Asking staff to change what they do also raises issues around cost and cost-effectiveness, an area that has been addressed elsewhere.3 While there may be more effort needed in some areas, it is suggested that there could be less effort needed in others so that redistribution of resources may be part of the solution. Such redistribution may be to make increased use of routinely collected data and observations (such as through workplace-based observations) and less use of expensive high-stakes examinations.3
Evaluation
Any system of assessment needs built-in quality improvement processes and therefore evaluation. There is also scope for further research. While we are starting to obtain some evidence on the impact16 and effectiveness of programmatic assessment,29 we will need more, particularly around the effectiveness of methods of data collection and decision making, but also on the impact on learning behaviors.
Conclusion
Programmatic assessment represents a paradigm shift. As such, there is a risk that it may be seen as able to solve all problems, countered by others who may see it as solving none, but causing many. The reality is likely to lie in the middle ground.
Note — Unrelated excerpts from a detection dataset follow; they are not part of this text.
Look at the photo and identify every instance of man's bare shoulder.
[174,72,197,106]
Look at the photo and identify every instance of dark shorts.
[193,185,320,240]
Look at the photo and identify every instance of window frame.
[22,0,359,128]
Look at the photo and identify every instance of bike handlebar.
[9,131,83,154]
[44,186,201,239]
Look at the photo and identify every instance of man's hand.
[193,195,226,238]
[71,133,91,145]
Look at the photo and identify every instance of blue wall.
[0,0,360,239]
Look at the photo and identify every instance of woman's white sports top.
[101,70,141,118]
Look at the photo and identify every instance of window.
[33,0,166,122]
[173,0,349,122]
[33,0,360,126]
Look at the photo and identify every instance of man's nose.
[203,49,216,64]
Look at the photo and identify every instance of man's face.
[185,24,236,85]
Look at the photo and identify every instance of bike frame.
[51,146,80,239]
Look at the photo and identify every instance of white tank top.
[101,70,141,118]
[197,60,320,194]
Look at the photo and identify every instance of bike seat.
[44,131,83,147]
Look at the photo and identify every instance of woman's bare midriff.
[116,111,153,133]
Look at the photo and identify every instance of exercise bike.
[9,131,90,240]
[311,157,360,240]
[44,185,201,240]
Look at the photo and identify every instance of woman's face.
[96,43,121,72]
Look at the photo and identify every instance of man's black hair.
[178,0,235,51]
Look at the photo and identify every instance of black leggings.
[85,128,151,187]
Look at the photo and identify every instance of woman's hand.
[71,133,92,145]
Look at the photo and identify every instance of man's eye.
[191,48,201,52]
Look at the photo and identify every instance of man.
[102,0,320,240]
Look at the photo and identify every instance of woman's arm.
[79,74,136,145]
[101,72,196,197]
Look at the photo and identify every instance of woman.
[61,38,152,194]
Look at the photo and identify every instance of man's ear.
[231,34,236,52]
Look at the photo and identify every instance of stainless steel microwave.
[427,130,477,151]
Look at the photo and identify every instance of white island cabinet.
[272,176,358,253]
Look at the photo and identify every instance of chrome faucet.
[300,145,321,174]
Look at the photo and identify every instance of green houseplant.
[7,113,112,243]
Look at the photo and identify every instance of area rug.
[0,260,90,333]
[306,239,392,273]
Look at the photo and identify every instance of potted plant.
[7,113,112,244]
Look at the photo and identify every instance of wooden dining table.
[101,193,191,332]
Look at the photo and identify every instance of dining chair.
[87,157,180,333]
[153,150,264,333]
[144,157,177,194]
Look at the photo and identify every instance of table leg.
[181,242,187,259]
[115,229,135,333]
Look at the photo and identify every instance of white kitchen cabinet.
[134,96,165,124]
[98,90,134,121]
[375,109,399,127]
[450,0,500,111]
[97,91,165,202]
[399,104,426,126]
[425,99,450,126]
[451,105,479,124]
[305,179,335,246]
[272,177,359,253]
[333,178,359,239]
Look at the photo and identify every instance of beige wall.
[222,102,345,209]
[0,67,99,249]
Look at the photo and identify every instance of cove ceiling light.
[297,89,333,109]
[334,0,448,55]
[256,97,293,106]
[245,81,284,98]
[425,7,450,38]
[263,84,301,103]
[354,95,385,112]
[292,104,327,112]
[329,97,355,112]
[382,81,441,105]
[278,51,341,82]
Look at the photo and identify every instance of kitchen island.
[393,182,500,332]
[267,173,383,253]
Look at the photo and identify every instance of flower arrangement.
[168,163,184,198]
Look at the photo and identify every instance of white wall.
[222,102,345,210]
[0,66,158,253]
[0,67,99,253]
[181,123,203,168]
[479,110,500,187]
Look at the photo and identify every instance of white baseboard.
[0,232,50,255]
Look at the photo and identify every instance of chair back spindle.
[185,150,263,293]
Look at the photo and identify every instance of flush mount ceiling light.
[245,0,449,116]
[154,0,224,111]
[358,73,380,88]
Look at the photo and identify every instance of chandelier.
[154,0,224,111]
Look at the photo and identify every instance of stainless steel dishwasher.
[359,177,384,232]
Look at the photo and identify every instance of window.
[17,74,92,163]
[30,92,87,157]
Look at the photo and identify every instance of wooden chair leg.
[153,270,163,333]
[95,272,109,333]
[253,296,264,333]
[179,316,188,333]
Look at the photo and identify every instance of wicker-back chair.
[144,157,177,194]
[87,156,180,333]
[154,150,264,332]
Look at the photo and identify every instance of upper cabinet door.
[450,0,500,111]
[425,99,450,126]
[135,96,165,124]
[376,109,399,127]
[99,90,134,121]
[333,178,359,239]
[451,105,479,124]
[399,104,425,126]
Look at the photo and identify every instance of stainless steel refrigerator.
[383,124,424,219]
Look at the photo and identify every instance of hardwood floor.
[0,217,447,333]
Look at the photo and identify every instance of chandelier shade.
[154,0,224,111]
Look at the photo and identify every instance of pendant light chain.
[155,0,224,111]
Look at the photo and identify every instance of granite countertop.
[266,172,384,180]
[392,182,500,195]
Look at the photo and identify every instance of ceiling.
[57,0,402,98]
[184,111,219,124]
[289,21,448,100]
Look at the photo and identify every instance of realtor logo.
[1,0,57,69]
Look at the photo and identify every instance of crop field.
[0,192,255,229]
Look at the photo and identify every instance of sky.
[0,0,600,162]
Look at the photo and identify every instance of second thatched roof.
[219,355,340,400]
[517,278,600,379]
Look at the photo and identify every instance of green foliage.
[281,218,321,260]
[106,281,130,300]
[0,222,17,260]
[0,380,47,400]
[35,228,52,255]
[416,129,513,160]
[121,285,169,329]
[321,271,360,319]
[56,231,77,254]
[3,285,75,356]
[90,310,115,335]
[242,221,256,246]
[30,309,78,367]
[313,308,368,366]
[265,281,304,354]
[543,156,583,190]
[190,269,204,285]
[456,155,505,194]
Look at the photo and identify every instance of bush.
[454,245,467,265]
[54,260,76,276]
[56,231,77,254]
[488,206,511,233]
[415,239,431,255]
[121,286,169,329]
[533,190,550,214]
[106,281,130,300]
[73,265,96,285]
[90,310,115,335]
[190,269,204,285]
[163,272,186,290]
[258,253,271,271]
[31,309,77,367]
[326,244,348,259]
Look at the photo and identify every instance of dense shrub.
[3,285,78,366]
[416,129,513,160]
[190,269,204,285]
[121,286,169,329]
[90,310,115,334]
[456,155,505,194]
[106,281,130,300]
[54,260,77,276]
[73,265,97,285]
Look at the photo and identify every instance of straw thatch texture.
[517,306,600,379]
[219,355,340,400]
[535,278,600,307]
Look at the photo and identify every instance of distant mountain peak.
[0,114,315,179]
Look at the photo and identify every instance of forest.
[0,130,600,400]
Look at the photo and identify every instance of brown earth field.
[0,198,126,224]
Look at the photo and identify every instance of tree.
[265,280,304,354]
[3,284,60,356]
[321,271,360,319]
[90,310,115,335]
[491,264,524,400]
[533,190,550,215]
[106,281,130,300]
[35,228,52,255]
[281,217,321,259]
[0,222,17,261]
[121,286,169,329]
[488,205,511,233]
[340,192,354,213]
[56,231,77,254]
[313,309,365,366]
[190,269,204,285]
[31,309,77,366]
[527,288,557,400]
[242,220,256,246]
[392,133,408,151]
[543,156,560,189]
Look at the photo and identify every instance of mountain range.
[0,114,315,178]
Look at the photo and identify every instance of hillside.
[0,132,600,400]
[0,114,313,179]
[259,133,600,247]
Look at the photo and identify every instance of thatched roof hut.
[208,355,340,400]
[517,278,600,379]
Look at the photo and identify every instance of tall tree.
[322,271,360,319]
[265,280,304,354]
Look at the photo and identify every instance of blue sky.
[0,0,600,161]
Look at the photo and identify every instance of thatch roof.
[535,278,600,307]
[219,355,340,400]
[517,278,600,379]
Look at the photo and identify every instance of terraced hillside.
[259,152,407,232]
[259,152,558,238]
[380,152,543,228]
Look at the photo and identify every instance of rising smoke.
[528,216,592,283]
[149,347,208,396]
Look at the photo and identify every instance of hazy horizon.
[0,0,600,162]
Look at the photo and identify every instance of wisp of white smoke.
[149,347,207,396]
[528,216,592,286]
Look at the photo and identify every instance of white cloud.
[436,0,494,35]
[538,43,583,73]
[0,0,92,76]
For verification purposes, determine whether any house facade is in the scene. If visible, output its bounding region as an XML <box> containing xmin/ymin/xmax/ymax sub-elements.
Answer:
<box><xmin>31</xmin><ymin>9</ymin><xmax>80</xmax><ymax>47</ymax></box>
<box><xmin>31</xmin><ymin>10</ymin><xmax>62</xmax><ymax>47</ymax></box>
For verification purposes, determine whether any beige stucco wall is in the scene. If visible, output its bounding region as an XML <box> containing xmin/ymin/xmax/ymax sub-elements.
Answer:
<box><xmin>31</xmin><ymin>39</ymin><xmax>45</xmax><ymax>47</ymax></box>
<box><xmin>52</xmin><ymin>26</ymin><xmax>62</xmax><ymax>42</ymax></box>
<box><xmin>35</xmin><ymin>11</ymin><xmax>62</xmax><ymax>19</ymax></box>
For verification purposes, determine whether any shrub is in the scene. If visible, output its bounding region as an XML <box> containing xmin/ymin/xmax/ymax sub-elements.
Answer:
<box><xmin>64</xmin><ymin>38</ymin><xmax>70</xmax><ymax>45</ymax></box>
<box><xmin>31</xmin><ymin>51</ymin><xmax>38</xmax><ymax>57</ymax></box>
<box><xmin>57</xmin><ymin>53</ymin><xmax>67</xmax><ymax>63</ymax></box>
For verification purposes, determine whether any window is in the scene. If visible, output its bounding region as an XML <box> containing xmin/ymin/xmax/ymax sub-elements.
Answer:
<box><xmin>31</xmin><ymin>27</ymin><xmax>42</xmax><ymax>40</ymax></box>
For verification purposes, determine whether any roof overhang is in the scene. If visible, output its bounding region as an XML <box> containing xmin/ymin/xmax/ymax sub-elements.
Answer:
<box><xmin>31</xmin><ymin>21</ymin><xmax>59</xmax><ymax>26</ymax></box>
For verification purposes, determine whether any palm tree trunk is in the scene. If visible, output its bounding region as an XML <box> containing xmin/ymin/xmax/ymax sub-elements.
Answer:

Also, as with other paradigm shifts, there may be purists who feel it can only be done one way, countered by others who see programmatic assessment more as a way of working whereby there is scope for flexibility in its development, implementation, evolution, and forms.
We have tried to outline the key components of programmatic assessment and to emphasize how these may relate to purpose so that others may see that adopting components of programmatic assessment into their existing assessment systems may be feasible and the start of a process toward quality improvement of assessment in general.
Footnotes
Disclosure
The authors report no conflicts of interest in this work.